By Ivan Israelstam, Chief Executive of Labour Law Management Consulting. He may be contacted on (011) 888-7944 or 0828522973 or on e-mail address: ivan@labourlawadvice.co.za. Go to: www.labourlawadvice.co.za.
While some employers are aware of labour laws regulating purchases of a business many are unaware that these laws also cover outsourcing arrangements in many cases.
Due mainly to our country’s economic stagnation closures of SA businesses and outsourcing of non-core functions are increasing. Perhaps the worst of the negative effects of business closures is the wholesale loss of the jobs of the employees of the business. Sometimes the struggling company is taken over instead of being forced to go into liquidation. The advantage of such a takeover is that it can avoid the loss of jobs caused by a liquidation.
Surprisingly, the Labour Relations Act (LRA) strongly discourages takeovers (albeit unintentionally) by prohibiting dismissals for reasons related to a takeover as a going concern. Thus, would-be rescue deals are scuppered by the fact that partial retrenchments, resulting from the rationalisation necessitated by takeovers, are prohibited by section 187 read together with section 197.
Where employees are illegally retrenched for reasons related to takeovers it is often difficult to establish whether it is the old entity that is at fault or whether the new entity should be taken to task in court. This is because the date of the takeover is often unclear. If the employee was retrenched before the takeover he/she should logically take the old entity to court, but what happens if the old entity does not have the assets necessary to pay the compensation ordered by the court? Section 197(2)(c) effectively allows the employee to sue the new employer even if it was the old employer who retrenched the employee unfairly.
If the retrenchment takes place after the transfer, only the new employer can be sued. However, establishing the date of the transfer for purposes of labour law can be tricky.
This key question arose in the case of Business Design Software (Pty) Ltd & Another vs Van der Velde (CLL Vol. 18, March 2009). The employee was a general manager of AST Group which decided to sell one of its divisions called BDS to the MD of BDS, Mr P Smulders. A few days after this decision was made, Smulders brought his brother into the business at senior level. Smulders then retrenched Van Der Velde. Three days after the retrenchment AST signed the agreement of sale of BDS with a company called WGN, the entity through which Smulders bought BDS. Although the sale agreement was signed on 3 April 2003 the agreement stated that the sale took retrospective effect on 1 January 2003.

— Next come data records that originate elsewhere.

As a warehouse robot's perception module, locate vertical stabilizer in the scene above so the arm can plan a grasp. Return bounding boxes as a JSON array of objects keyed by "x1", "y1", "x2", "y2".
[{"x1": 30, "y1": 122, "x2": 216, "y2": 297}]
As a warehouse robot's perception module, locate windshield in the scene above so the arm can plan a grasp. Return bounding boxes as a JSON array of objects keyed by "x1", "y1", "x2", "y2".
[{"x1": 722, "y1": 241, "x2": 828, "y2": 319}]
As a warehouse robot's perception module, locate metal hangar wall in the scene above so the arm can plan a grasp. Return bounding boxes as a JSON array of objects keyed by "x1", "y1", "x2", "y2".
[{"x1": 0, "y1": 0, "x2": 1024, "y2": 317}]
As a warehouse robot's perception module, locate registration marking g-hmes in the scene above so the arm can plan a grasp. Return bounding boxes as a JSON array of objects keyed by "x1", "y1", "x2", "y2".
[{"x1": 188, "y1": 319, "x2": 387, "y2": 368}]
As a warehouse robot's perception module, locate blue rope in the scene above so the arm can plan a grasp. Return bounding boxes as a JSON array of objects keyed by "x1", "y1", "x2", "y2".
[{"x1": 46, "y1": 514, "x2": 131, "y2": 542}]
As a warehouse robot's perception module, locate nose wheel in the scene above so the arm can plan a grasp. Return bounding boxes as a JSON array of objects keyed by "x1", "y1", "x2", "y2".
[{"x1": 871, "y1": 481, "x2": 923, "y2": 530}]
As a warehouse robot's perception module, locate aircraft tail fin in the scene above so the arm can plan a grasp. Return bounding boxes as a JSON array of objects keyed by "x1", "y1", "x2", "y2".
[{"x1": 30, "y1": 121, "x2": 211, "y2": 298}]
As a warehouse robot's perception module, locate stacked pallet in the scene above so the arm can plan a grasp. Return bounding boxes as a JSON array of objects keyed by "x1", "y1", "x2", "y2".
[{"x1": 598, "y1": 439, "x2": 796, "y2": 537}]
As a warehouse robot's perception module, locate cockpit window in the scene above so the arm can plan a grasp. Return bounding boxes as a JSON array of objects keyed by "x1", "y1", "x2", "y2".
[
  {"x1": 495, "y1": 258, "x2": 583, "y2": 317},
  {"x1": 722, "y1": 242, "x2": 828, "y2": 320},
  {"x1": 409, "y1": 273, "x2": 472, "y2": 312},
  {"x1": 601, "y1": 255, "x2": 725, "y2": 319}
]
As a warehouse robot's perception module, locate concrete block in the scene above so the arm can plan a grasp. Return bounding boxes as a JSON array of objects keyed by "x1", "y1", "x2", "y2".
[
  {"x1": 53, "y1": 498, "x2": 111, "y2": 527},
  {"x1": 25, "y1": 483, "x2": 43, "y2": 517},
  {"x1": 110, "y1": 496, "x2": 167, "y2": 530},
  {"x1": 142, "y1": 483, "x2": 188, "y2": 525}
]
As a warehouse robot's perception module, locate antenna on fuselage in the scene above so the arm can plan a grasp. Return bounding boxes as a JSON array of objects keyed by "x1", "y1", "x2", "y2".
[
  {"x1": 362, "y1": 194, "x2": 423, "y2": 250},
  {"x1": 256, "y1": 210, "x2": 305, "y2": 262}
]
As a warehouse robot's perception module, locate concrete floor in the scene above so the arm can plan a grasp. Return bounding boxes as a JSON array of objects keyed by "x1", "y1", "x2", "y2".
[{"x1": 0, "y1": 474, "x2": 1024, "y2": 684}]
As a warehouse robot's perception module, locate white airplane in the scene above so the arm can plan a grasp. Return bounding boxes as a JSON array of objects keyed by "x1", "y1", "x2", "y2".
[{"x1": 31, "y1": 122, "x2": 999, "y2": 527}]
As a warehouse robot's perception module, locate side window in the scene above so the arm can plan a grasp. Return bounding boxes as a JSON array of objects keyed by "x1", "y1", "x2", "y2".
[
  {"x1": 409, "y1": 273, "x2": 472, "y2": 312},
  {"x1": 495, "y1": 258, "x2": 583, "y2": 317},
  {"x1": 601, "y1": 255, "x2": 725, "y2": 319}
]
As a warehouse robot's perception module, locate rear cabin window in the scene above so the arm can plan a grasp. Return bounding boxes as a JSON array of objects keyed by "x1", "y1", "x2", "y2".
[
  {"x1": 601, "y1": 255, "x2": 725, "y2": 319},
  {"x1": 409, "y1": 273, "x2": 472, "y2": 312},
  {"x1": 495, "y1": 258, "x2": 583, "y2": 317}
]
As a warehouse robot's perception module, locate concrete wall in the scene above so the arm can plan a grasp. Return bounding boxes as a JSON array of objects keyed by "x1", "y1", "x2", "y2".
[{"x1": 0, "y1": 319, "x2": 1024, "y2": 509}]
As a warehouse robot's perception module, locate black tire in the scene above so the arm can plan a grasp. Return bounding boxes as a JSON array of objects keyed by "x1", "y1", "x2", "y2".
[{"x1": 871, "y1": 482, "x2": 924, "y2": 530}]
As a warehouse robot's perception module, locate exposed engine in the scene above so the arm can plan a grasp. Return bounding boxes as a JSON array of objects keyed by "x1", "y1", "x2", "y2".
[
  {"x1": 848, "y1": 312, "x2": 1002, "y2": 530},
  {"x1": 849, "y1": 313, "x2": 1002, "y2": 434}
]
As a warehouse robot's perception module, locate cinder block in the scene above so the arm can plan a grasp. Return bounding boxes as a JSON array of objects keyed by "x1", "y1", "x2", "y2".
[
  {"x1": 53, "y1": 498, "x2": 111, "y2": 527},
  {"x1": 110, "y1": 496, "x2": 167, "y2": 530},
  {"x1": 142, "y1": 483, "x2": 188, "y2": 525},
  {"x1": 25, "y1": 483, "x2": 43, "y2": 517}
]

Van der Velde took the retrenchment to the Labour Court on the grounds that he had been automatically unfairly dismissed for a reason related to the takeover of a going concern. The Labour Court decided that:
- The sale neither took place as at the April date on which the parties signed the sale agreement nor at the January date stipulated in the contract.
- The takeover had taken effect on 27 February 2003 when Smulders began operating the business.

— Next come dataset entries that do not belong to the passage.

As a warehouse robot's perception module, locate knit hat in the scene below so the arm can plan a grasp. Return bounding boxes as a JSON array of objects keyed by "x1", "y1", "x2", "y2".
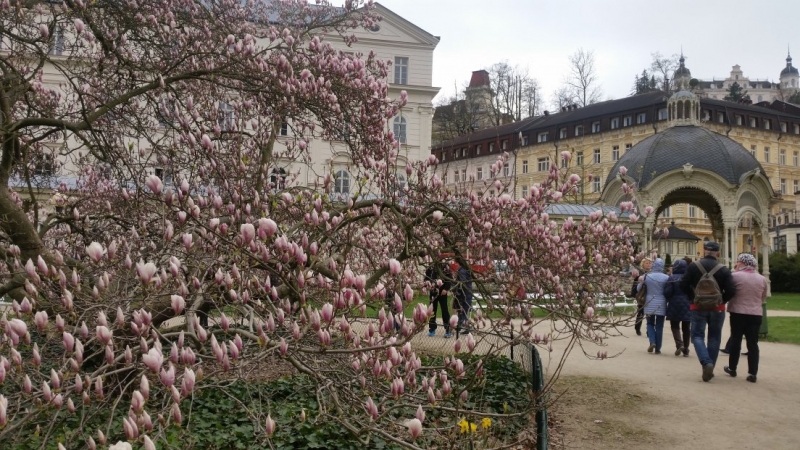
[{"x1": 736, "y1": 253, "x2": 758, "y2": 267}]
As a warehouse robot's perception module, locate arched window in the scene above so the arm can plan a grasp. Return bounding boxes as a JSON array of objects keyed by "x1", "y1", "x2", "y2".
[
  {"x1": 269, "y1": 167, "x2": 286, "y2": 191},
  {"x1": 394, "y1": 116, "x2": 406, "y2": 144},
  {"x1": 333, "y1": 170, "x2": 350, "y2": 194}
]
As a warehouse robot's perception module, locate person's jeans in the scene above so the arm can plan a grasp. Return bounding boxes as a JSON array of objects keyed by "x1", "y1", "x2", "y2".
[
  {"x1": 456, "y1": 297, "x2": 472, "y2": 333},
  {"x1": 692, "y1": 311, "x2": 728, "y2": 366},
  {"x1": 728, "y1": 313, "x2": 762, "y2": 375},
  {"x1": 647, "y1": 314, "x2": 664, "y2": 352},
  {"x1": 428, "y1": 295, "x2": 450, "y2": 333}
]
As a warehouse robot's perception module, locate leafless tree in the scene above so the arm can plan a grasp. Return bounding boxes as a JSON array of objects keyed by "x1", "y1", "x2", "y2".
[
  {"x1": 565, "y1": 48, "x2": 602, "y2": 107},
  {"x1": 488, "y1": 61, "x2": 540, "y2": 125},
  {"x1": 650, "y1": 52, "x2": 680, "y2": 92}
]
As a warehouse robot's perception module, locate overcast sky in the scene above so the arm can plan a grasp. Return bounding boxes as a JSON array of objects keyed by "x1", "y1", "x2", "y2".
[{"x1": 378, "y1": 0, "x2": 800, "y2": 105}]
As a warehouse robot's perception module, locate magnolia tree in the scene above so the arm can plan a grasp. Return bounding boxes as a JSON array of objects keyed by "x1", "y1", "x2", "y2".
[{"x1": 0, "y1": 0, "x2": 648, "y2": 449}]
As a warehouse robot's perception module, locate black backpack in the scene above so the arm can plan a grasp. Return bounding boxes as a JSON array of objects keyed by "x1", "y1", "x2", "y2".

- The dismissal had taken place in March, after Smulders had taken over the business, and BDS, under its new ownership, was the employer at the time of the retrenchment.
- The retrenchment was an automatically unfair dismissal as the dismissal decision stemmed from the takeover of the business. BDS took this decision to the Labour Appeal Court, but that Court upheld the findings of the Labour Court.

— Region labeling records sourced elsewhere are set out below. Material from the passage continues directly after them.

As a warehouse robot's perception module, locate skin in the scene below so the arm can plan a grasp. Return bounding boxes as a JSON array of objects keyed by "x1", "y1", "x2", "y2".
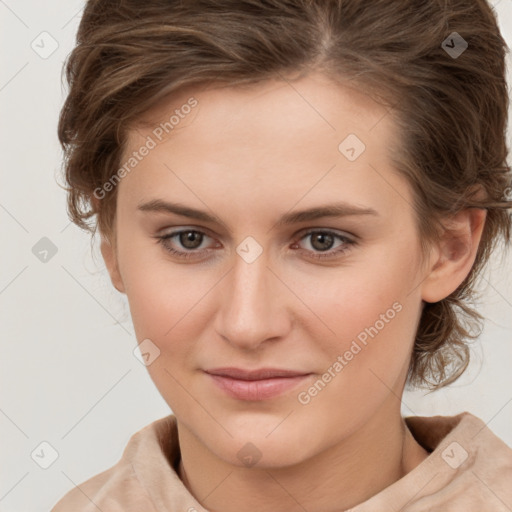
[{"x1": 101, "y1": 74, "x2": 485, "y2": 512}]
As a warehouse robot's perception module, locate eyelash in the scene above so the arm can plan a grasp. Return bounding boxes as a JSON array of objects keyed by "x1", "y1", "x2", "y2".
[{"x1": 155, "y1": 229, "x2": 357, "y2": 260}]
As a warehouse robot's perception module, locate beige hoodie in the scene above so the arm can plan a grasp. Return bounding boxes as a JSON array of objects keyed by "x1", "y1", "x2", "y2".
[{"x1": 51, "y1": 412, "x2": 512, "y2": 512}]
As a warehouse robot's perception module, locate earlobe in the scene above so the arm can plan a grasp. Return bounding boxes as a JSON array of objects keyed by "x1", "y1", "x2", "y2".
[
  {"x1": 421, "y1": 208, "x2": 487, "y2": 302},
  {"x1": 100, "y1": 236, "x2": 126, "y2": 293}
]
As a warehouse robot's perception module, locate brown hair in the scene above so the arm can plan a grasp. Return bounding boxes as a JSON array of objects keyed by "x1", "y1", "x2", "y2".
[{"x1": 58, "y1": 0, "x2": 512, "y2": 389}]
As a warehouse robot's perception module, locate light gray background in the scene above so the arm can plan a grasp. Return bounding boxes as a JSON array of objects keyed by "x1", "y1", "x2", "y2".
[{"x1": 0, "y1": 0, "x2": 512, "y2": 512}]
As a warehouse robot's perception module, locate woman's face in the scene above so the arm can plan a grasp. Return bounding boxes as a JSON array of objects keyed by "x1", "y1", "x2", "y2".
[{"x1": 102, "y1": 71, "x2": 440, "y2": 467}]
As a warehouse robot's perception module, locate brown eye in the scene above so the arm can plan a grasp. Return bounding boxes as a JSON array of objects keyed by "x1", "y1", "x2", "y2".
[{"x1": 178, "y1": 231, "x2": 203, "y2": 249}]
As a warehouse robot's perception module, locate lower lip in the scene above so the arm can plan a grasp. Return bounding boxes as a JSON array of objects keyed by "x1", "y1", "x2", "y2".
[{"x1": 208, "y1": 374, "x2": 311, "y2": 400}]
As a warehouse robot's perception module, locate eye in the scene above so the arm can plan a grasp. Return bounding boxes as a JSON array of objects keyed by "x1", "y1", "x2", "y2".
[
  {"x1": 156, "y1": 229, "x2": 214, "y2": 259},
  {"x1": 156, "y1": 229, "x2": 356, "y2": 259},
  {"x1": 294, "y1": 229, "x2": 356, "y2": 259}
]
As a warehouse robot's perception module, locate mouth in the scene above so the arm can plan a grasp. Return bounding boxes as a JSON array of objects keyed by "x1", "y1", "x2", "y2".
[{"x1": 205, "y1": 368, "x2": 312, "y2": 401}]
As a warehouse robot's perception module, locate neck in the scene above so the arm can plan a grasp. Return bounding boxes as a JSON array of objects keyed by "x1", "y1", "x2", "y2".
[{"x1": 178, "y1": 404, "x2": 428, "y2": 512}]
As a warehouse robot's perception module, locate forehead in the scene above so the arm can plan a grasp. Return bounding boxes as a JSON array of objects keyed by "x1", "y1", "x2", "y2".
[{"x1": 117, "y1": 71, "x2": 407, "y2": 222}]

This case reinforces the crucial principles that employers:
- Need to be cautious about buying or otherwise taking over a business or part of a business as a going concern
- Need to be even more cautious about dismissing any employee for any reason related to such a takeover even if the reason for the dismissal is only indirectly related to the takeover
- Should neither enter into takeovers nor dismiss any employees before receiving training in labour law and best workplace practice.